Former Columbia College Chicago Theatre Student Snags Deal to Develop New TV Series for HBO

Fatimah Asghar and Samantha Bailey

Sam Bailey, a former student in the Columbia College Chicago Theatre Department’s Acting program, has secured a deal with HBO to develop a new, still-untitled TV series based on Brown Girls, a webseries that Bailey directs.

As previously reported in this blog, Brown Girls, which debuted online in February at ELLE.com, is written by poet Fatimah Asghar. It focuses on the friendship between two young women, a queer Pakistani-American writer and a black musician—a storyline partially based on the real-life relationship between Asghar and her best friend, musician Jamila Woods. The new TV show will be produced by 3Arts and MXN Entertainment.

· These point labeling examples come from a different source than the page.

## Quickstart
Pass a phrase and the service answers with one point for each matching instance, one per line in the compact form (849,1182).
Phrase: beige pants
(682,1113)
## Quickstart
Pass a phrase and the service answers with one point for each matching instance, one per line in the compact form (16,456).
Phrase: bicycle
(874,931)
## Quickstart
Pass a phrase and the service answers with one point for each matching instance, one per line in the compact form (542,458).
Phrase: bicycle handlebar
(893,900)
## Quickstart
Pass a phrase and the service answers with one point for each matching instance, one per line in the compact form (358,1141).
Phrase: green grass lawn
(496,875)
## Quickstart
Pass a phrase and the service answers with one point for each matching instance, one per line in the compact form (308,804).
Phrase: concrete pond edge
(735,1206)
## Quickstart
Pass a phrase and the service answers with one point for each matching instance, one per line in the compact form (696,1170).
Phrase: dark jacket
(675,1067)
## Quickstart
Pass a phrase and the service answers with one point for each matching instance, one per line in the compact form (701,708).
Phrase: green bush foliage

“HBO has put in development Brown Girls, a comedy series based on the OpenTV web series, which debuted on Elle.com in February,” Deadline Hollywood reported June 6. “The duo behind the breakout web series, writer Fatimah Asghar and director Samantha Bailey, also will shepherd the TV adaptation as writer/executive producer and director/executive producer, respectively. Brown Girls centers on a queer Pakistani-American writer and a commitment-phobic Black-American musician who rely on their friendship and sisterhood as they try to rise above their lives’ messiness in pursuit of their dreams.”

Sam Bailey

“The web series world felt like a safe space where I could experiment and explore all the complexities of being a human,” says Bailey in an interview with ELLE.com announcing the HBO deal. “Black and brown people and queer folks don’t get that opportunity or rarely get that opportunity in TV. It’s been a really great space for me. But I do think that TV allows you to reach a larger audience. Representation is real and I think the more these shows get greenlit, the more creators get to show these different aspects of people. We’re so used to being pigeonholed and having these one-dimensional characters. The more these stories exist and the more we get to see them, the more we’ll be humanized.”